Vom Hitler-Stalin-Pakt zum Krieg in der Ukraine

Bild: Mit schwerem Gerät verlegt Estland ein Sowjetpanzer-Monument in der estnisch-russischen Grenzstadt Narva, 16.8.2022 (IMAGO / Scanpix)
Ist die Invasion der Ukraine der Krieg von Wladimir Putin – oder von Russland? Wer trägt Schuld an dem Blutvergießen: vor allem der Kreml oder auch die Gesellschaft, die dieses Regime stützt oder zumindest toleriert? Wie tief verankert ist der Imperialismus in der russischen Geschichte und Kultur, welche Traditionen gilt es daher zu hinterfragen? Darüber wird nicht zuletzt in der russischen Exilopposition gestritten – auch mit Blick auf die persönliche Verantwortung der Oppositionellen. Eine wichtige Stimme in dieser Debatte ist der Schriftsteller Sergej Lebedew, der sich seit Langem der verdrängten Vergangenheit seines Landes widmet. Sein nachfolgender Beitrag basiert auf einem Vortrag, den er am am 17. Mai im Rahmen der Helsinki Debate on Europe gehalten hat. Übersetzung: Steffen Vogel.

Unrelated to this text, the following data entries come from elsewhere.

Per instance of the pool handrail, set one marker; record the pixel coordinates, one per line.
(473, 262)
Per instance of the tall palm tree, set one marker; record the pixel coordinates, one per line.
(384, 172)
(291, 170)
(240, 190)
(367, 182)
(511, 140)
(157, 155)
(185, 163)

Vor fünfzig Jahren, am 1. August 1975, wurde mit der Unterzeichnung des Abkommens von Helsinki die Unverletzlichkeit der nach dem Zweiten Weltkrieg errichteten Grenzen anerkannt. Wie wir wissen, dauerte die Ordnung von Helsinki etwa fünfzehn Jahre. Die Sowjetunion hörte auf zu existieren, und die Länder Ost- und Mitteleuropas fanden ihren Weg zu Freiheit und Eigenstaatlichkeit. Was wie das Ende der Geschichte aussah, hat sich nun in die Rückkehr der Geschichte in ihrer brutalsten Form verwandelt: durch Russlands militärischer Aggression gegen die Ukraine, die russische Besatzung von Teilen des Landes und Moskaus Anspruch auf regionale Vorherrschaft.